A Land of Limestone Ledges and Red Sandy Soil: Part 2
Continued from: https://vintagetexas.com/?p=790
In my search to define Texas terroir [the sense of place], I often stop to listen for voices of the human spirits that linger in the rustle of tall grass, the gush of spring water on slab limestone, or the rush of windblown sandy soil. These are the voices that tell of the land’s history, its potential, and the past and future trials that test the will of those that try to harvest its bounty. I also listen for the unsaid words that are held back when a grower contemplates his lost harvest produced by a late spring freeze. These are the words that define the Texas wine experience.
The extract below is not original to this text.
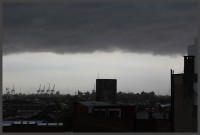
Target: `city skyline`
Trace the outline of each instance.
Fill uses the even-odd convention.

The Challenges of the Future
It has been a slow hard process to untangle legal obstructions to favor wine production and distribution from the growing number of smaller, family-run wineries, and to develop growing techniques in Texas to support the cultivation of classic grape varietals of Europe. Simply put, the “text book” on Texas grape growing and winemaking is still being written; the ink is still wet with many pages still blank. Many challenged that wine “grape farming” just could not be done in Texas…. the heat, humidity or soil just wasn’t right, or there were too many “critters” and diseases that would render the vines into dry sticks in the hot summer sun.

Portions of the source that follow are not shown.